In the bright winter light the snake appeared black. At first I wondered if it was an oak log. But the log was kinked, with prominent, rough scales that looked beaded, like those of a Heloderma , or Bushmaster. It was stretched out slap in the sun, on the edge of the sand apron of a large tortoise burrow, facing away from the burrow entrance.

I ran back to the truck for my camera, nose running and sweat gathering under my red stocking hat. Hustling like a whiptail lizard down a series of sand lanes I grabbed camera and ran back. A hanky I’d knotted in the top of a small turkey oak warned me I was close. It was an eerie feeling approaching the burrow, knowing the snake was there. Closer and closer I crept, each step calculated (talk about watching where you put your feet). The snake was gone.
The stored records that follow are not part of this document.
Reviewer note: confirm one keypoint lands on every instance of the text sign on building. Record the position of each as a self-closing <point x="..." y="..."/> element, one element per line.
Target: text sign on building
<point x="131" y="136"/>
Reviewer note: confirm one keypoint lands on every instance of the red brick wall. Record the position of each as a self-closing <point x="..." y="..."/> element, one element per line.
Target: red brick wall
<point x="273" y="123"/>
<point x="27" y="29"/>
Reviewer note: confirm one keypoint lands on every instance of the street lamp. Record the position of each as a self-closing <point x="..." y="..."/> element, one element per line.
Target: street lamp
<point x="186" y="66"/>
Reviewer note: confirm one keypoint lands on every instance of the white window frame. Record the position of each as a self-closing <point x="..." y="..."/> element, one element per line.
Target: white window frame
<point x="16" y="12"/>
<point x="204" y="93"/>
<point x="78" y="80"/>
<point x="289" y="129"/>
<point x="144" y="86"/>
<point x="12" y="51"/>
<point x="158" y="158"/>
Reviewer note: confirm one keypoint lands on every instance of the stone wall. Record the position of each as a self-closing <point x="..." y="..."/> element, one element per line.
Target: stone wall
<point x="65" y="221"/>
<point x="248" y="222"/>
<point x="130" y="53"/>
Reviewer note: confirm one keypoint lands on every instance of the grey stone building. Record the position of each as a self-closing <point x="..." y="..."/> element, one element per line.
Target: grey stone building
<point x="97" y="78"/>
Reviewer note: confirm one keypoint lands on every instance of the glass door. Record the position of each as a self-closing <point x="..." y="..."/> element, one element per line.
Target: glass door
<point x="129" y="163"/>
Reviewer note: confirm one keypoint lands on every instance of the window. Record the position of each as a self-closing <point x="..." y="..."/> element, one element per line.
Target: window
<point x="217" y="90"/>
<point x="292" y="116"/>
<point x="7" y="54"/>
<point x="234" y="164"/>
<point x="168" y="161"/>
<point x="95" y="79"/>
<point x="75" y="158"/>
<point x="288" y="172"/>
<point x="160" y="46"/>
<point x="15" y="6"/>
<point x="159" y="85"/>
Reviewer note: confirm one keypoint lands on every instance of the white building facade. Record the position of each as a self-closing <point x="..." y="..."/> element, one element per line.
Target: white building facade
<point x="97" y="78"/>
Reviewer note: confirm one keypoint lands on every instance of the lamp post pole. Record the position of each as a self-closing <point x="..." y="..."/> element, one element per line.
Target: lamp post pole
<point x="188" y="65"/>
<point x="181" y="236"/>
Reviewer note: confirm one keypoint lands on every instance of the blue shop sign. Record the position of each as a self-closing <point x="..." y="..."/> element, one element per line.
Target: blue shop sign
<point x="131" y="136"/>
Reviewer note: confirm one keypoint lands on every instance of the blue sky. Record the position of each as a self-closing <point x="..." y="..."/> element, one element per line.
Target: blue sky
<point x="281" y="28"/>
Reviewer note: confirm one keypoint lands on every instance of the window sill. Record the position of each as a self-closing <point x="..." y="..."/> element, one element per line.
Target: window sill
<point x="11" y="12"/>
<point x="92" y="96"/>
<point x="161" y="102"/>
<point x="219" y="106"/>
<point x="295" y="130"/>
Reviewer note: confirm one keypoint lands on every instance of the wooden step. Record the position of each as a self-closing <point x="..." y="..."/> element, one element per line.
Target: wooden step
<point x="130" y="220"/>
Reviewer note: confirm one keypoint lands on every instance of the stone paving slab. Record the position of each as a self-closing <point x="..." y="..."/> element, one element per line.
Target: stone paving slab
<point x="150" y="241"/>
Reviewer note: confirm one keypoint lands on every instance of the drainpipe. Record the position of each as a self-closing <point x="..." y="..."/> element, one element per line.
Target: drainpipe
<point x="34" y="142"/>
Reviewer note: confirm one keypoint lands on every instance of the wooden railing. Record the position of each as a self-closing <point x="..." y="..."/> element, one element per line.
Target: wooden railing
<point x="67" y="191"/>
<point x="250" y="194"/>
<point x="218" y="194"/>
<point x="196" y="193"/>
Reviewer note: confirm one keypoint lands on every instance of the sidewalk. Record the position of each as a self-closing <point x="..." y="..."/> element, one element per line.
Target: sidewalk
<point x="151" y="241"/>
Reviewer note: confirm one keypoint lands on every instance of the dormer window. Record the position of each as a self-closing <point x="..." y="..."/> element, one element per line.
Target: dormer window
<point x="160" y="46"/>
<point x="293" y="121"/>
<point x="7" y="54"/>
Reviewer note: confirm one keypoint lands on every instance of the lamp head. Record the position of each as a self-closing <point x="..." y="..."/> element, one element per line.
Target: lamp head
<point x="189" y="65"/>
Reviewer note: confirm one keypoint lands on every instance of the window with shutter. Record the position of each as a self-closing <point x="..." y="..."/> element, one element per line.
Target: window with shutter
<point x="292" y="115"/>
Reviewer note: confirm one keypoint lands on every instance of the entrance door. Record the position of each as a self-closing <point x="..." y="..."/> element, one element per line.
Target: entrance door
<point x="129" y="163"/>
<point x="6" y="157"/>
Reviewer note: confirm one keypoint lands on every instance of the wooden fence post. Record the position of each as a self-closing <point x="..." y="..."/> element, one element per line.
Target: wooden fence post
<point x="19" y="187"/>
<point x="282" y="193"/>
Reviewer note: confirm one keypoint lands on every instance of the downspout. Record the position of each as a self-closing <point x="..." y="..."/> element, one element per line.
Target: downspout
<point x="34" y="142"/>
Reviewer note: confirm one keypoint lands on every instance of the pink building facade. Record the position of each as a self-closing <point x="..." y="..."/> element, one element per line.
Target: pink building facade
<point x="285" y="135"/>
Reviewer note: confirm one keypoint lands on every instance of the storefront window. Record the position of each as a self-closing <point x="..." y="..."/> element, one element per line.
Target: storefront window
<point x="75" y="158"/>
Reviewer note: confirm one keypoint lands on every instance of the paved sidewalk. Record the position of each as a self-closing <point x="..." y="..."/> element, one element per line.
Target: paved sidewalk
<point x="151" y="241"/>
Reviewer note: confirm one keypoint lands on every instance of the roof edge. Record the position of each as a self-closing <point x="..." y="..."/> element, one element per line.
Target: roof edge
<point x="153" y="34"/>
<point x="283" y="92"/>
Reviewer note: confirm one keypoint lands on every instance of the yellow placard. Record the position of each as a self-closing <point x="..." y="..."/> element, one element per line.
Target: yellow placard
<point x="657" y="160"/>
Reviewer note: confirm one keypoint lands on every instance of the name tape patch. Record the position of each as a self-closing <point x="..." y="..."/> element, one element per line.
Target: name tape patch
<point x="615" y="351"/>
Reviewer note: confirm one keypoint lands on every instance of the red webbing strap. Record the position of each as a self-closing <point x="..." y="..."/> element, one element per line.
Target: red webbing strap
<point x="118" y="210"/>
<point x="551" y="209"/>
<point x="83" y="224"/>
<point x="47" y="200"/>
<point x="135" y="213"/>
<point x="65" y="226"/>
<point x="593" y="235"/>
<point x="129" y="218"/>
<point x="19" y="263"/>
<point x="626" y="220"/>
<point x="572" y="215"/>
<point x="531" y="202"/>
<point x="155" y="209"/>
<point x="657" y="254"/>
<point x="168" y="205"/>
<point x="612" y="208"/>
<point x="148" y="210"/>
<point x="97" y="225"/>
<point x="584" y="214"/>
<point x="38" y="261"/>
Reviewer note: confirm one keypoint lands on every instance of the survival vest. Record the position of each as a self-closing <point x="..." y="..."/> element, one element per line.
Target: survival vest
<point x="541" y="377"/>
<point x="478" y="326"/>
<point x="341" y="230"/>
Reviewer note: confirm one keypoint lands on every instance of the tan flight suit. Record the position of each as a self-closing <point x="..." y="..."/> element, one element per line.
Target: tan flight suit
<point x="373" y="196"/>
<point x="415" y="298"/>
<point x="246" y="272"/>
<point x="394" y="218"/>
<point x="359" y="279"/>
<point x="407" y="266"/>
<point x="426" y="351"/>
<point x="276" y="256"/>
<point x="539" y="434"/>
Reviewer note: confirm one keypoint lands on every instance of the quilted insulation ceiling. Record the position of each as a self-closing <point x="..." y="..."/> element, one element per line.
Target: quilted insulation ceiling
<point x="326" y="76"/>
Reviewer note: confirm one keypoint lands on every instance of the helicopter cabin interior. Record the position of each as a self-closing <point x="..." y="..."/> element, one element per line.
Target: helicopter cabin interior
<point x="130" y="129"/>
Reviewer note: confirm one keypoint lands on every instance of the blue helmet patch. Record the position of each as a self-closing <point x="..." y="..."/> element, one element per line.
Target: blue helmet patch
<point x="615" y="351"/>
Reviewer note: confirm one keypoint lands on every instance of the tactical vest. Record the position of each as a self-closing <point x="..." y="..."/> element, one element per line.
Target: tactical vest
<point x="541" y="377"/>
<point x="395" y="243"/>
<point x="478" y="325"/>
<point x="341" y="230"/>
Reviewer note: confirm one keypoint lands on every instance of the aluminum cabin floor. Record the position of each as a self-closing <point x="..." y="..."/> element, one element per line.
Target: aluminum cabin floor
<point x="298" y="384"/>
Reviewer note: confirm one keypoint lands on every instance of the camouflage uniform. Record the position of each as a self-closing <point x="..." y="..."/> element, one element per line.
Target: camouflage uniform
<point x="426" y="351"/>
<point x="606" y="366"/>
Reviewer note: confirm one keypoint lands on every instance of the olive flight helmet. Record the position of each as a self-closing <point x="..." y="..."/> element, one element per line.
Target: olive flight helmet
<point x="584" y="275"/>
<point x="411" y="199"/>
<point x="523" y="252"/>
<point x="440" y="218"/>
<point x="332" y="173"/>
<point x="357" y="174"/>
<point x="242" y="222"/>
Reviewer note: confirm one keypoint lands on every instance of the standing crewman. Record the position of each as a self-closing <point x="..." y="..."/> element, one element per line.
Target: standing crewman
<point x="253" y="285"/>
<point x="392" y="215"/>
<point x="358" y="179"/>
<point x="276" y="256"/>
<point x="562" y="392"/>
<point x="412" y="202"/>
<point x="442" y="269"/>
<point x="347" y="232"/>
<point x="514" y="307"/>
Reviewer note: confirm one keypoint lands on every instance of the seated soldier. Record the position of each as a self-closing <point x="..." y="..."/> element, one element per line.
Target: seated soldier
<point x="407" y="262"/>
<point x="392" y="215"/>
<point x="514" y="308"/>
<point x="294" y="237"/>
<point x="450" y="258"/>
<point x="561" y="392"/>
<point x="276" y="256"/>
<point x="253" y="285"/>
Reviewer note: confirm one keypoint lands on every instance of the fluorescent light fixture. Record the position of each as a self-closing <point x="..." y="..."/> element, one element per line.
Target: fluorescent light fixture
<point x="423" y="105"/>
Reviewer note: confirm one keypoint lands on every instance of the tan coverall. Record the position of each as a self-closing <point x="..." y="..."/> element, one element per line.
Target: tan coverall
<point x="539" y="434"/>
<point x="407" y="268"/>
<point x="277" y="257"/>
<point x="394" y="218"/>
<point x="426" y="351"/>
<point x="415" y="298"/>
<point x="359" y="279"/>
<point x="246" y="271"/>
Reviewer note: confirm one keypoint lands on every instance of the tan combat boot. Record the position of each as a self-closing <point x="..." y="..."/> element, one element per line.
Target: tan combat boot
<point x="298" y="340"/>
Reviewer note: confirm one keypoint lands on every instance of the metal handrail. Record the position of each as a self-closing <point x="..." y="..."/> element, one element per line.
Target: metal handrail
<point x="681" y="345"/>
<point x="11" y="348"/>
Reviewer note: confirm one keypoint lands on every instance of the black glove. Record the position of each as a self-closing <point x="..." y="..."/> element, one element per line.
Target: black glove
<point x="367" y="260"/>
Had it already curled up in the palmettos, where it would find camouflage in brown fronds and splintered light? A hidden diamondback melts into its environment.

I ogled the fresh snake track on the apron; it doubled back and went into the burrow. Actually, that’s what I had expected the snake might do. The big guy, or girl, was now curled tight a meter deep in the tortoise hole, facing out (i.e., facing me). It had wanted to bask, or perhaps relocate to a different burrow, and after it emerged decided it was too cold to remain on the surface, and beat a hasty retreat, slinking back into its refuge. At least that was my interpretation. On a number of similar occasions I have observed indigos crawl from the depths of tortoise burrows to the burrow exits, only to backpedal, as if they sniff the air contemplatively, gauge the temperature, and reconsider.

To photo the rattlesnake, clearly immobilized by the cold, I lay down in the sand and used my large magenta hand mirror (carried to flash sunlight into tortoise burrows) to carefully scrape away the fresh lace of a black-widow web that curtained portions of the entrance. I have navigated a toxin ten times as potent as a rattlesnake’s, so I stuck my head into the burrow to photo Sir Crotalus. He was cold and wore an expression that said “It’s been a long winter.” Folds of skin were visible along his sides—not emaciated, but skinny, the hide slack ( think David Byrne in the Big Suit). The eyes were blue, a shed event near. But the head followed me, and the protracted tongue-flicks spoke volumes. It was a good, healthy rattler, and later in March a cotton rat or rabbit meal will warm its body, and its spirits.